Chapter 2 Introducing the tidyverse
Data frames will be the basis for many analyses. A set of packages makes working with them exceptionally easy. This is called the tidyverse
. For most of our data manipulation a package called dplyr
(d[ata] - plier ) will be the go to. For reading our data readr
. What is nice, though, is that we can download all of these packages together in what is called the tidyverse
. When we load the tidyverse
we load most of the packages associated with it.
To do this run install.packages("tidyverse")
. Load the package by running library(tidyverse)
.
Before we can get to working with data, we will have to bring it into our environment.
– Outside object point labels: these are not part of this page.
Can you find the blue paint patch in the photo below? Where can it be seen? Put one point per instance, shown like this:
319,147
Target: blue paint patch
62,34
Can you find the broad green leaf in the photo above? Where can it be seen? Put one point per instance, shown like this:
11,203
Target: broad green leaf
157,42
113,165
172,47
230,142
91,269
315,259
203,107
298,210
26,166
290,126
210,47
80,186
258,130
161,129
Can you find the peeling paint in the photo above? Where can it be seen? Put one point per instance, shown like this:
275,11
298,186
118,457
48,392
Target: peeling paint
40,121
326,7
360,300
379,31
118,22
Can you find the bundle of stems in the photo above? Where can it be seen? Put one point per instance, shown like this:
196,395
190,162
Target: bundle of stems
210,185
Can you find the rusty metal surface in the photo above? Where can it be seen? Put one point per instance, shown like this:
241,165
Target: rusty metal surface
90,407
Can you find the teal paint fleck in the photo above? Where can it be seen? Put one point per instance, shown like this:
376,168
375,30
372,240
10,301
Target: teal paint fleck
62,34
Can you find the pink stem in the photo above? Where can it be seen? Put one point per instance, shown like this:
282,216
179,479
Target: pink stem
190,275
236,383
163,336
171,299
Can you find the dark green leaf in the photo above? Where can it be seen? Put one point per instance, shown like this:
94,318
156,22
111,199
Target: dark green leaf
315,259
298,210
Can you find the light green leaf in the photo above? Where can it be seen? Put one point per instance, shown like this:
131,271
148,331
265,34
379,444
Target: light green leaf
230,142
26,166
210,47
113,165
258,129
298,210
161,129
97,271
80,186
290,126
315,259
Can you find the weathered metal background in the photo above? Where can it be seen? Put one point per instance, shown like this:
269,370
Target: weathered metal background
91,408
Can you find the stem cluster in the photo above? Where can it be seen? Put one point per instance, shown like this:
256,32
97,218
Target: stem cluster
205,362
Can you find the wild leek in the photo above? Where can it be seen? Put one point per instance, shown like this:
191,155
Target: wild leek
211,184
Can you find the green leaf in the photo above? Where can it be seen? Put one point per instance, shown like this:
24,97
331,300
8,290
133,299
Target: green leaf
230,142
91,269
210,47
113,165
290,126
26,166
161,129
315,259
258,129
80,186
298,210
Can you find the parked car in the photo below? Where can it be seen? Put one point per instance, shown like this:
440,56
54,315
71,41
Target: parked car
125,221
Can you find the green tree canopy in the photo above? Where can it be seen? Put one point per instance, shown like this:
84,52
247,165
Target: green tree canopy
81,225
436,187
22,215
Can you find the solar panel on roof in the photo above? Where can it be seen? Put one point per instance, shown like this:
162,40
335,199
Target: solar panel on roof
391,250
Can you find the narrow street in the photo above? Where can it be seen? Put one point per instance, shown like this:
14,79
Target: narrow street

The data will be coming from a project from The Guardian called “The Counted”. The Guardian describes it as follows.
The Counted is a project by the Guardian – and you – working to count the number of people killed by police and other law enforcement agencies in the United States throughout 2015 and 2016, to monitor their demographics and to tell the stories of how they died.
This dataset lives in the counted.csv
file. csv
stands for comma separated values. This means that each value has a comma in between it letting us know when the next column begins.
readr
has a function called read_csv()
which will take a csv and turn it into a dataframe for us to work with.
# load tidyverse packages
library(tidyverse)
# read in the dataset
counted <- read_csv("data/the-counted/counted.csv")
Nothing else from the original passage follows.